With her grandmother moving into assisted living, Ava figures it’s a good time to head home and help out. And if it lets her get some distance from Tuck and his girlfriend, all the better. But Ava hasn’t visited her family in years, and home isn’t really home anymore. Instead, it’s the place she’s been running from, full of memories of everything her parents wanted for her—and everything she didn’t want for herself.

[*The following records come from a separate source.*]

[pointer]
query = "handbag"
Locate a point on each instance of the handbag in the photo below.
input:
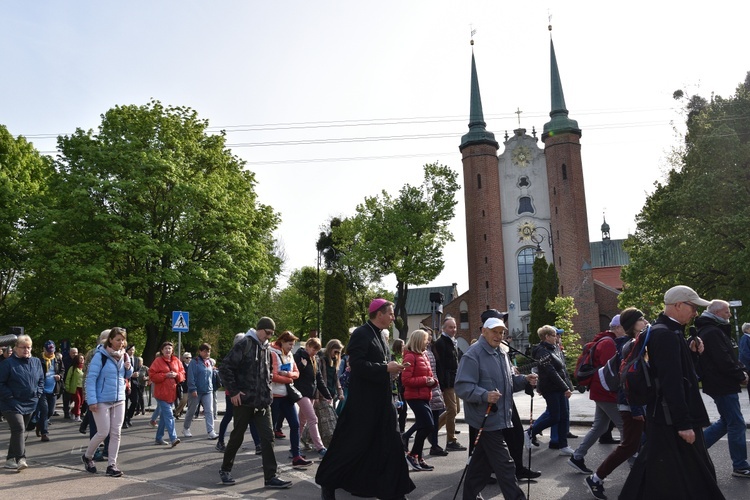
(292, 394)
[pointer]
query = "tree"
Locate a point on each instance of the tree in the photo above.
(23, 181)
(692, 229)
(150, 215)
(405, 235)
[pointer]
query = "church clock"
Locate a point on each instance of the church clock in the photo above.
(521, 156)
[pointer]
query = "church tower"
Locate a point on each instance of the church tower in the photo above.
(568, 216)
(484, 238)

But on the airplane, Ava meets Cara, and the two women feel an immediate connection. And when they bump into each other a second time, it seems like fate. Cara offers Ava something she’s never had—someone to love who loves her back. But to be with Cara, Ava may have to change her whole life around, and that’s something she’s not sure she’s ready for.
PUBLISHERS WEEKLY
This note-perfect sequel to Escaping Indigo builds on the first book's strengths and delivers on all its promises. Drummer Ava is on a plane flying toward her grandmother, who needs help moving into an assisted living facility, and away from everything she loves her home, her successful musical career, and her best friend and fellow bandmate, Tuck when she meets Cara, a kindly dancer who just might upend everything. Ava relatably struggles with a sense of validation for her identity in several directions; she doesn't feel she's "bi enough"; she's not very close with her well-meaning, conventional family; and she can't share her feelings for Tuck without risking the loss of their relationship and perhaps even wrecking the band. The opportunity for romantic happiness with Cara, and for a relationship that's more than a gratifying one-night stand, forces Ava to confront her doubts and insecurities and find the true value of the life she has. Lang's novel is gentle and tenderly crafted, with earned happiness in an ending that's carefully designed to fit these characters and their lives.